Best Friends announces leadership change

From ANIMAL PEOPLE, January/February 2009:
KANAB, Utah–The Best Friends Animal Society on January 13,
2009 announced that “by mutual agreement between the board and Paul
Berry, Mr. Berry would no longer serve as chief executive officer,
a position he has held since the spring 2006. The board is in
discussion with Mr. Berry about a possible future role with the
organization.”
Best Friends cofounder Gregory Castle told ANIMAL PEOPLE that
Berry’s exit would not mean any significant change in the policies,
philosophy, or modus operandi of Best Friends, the largest no-kill
animal sheltering organization in the world, and the fastest-growing
major U.S. animal advocacy organization since reincorporating as a
501(c)(3) charity in 1996.


Best Friends was previously incorporated as a ecumenical
religious service order. While many smaller animal shelters and
sanctuaries start on that basis, most find that 501(c)(3)
reincorporation is necessary when they expand operations beyond what
the founders and volunteers can personally do.
Best Friends laid off staff for the first time in late 2008,
in anticipation of slumping donations, but instead “actually
received record amounts and signed up a record number of new
members,” Castle said. Some of the laid-off personnel were promptly
rehired.
Castle and another cofounder, John Fripp, agreed in
separate statements that Berry’s departure as chief executive was
part of the final stage of a four-year leadership transition begun
when some of the surviving 22 cofounders reached 70 years of age,
when all of them were at least close to 60. As part of the process,
each Best Friends cofounder turned over day to day managerial duties
to younger successors. The last cofounders in routine managerial
posts, Michael Mountain and Steve Hirano, stepped down in mid-2008.

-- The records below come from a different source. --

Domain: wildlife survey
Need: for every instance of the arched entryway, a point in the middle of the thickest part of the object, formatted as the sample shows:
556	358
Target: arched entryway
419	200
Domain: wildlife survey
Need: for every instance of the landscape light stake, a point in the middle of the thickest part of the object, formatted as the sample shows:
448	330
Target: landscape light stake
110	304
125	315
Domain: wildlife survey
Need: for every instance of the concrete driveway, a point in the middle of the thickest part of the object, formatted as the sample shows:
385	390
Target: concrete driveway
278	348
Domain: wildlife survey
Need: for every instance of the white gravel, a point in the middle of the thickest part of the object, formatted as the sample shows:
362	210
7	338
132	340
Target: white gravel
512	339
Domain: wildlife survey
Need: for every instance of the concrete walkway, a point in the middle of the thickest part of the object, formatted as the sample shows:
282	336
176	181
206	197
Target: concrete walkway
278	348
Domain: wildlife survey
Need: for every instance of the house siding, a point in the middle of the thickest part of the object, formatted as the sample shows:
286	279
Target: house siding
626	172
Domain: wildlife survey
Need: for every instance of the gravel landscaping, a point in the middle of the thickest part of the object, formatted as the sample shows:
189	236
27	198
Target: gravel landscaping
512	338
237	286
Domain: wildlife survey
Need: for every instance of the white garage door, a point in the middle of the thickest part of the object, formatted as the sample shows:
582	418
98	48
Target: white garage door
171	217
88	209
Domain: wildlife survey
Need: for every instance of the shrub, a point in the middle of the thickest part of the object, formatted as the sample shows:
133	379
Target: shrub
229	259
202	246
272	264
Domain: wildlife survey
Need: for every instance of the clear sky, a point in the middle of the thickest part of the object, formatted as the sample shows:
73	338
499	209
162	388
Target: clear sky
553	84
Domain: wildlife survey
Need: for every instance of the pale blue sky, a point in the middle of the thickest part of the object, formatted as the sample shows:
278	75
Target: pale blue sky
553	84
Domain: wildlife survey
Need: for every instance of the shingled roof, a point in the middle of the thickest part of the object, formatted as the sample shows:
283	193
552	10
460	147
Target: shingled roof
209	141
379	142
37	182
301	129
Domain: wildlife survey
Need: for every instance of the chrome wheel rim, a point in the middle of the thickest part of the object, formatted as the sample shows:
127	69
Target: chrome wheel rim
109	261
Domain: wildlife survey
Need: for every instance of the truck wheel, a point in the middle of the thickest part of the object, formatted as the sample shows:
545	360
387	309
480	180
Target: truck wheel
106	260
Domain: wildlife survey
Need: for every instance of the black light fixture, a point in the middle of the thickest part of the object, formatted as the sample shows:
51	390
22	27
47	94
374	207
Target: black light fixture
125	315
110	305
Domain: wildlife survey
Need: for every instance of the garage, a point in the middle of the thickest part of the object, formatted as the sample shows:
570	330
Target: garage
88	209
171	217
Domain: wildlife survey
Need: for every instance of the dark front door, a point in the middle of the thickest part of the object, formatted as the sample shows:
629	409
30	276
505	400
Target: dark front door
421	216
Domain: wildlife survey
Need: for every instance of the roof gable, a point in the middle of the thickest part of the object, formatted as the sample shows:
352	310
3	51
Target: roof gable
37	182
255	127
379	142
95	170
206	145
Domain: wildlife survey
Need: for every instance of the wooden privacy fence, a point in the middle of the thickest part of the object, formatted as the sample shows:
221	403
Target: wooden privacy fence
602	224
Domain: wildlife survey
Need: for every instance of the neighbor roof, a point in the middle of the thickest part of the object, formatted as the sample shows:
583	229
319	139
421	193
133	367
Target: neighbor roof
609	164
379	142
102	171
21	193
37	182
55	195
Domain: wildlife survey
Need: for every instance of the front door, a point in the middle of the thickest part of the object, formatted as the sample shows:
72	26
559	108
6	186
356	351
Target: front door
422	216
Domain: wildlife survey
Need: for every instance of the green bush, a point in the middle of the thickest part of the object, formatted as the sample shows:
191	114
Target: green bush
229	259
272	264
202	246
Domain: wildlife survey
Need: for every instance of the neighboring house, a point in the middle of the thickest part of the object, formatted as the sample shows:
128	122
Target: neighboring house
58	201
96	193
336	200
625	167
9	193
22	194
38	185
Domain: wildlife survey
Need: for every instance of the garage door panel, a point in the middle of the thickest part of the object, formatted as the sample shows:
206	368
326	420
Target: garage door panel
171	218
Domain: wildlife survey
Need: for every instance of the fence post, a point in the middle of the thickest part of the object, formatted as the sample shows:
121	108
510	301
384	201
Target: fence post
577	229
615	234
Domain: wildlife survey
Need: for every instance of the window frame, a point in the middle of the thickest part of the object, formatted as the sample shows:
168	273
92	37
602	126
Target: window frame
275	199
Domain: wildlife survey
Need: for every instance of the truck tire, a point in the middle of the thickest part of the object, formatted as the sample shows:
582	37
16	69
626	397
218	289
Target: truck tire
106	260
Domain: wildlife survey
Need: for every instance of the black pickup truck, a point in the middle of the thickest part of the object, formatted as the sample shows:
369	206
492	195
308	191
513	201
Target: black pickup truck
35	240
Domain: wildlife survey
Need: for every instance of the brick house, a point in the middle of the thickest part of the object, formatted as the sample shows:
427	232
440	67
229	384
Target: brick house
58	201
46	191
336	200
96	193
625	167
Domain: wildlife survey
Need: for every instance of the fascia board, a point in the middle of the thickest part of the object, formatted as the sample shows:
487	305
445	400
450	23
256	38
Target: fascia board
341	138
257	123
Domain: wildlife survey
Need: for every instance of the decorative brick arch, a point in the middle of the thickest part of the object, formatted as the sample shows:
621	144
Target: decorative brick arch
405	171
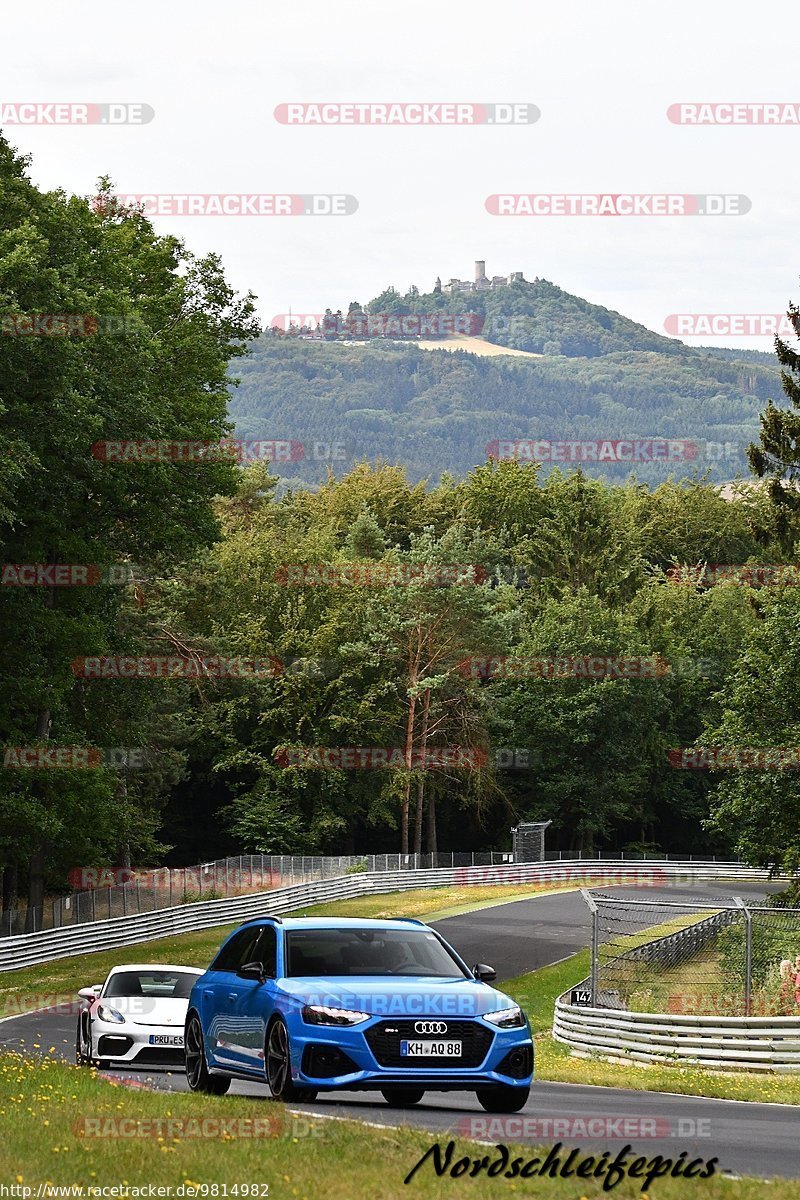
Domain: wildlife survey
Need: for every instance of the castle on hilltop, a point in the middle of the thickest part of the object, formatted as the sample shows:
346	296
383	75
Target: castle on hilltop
481	282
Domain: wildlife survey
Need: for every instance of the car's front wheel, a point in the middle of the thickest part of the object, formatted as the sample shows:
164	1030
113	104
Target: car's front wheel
277	1065
402	1097
503	1099
83	1044
198	1075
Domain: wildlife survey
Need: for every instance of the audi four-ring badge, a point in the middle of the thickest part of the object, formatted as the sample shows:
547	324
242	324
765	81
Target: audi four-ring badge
308	1005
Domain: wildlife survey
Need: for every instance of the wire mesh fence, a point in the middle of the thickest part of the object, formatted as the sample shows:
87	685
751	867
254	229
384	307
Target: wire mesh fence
726	959
167	887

Castle said Best Friends expected to announce the appointment
of a transitional board of directors on January 24, 2009. The
transitional board is to include cofounders Fripp as president,
Castle as vice president, and Fripp’s sister-in-law Celeste Fripp
and Francis Battista as other members, along with five members of
the Best Friends staff and five persons who are neither cofounders
nor Best Friends employees. None are well-known in the animal
welfare field. The transitional board is to serve for one year. The
results will be reviewed before the changes become permanent.
Berry, who previously cofounded the Southern Animal
Foundation in New Orleans, “led Best Friends’ massive animal rescue
efforts during Hurricane Katrina in 2005,” remembered Fripp, and
“was instrumental in Best Friends saving the lives of 22 pit bulls
from the Michael Vick dog fighting case by bringing them to Best
Friends.”
The Best Friends Animal Sanctuary, the focal project of the
organization, celebrated a 25th anniversary on January 1, 2009.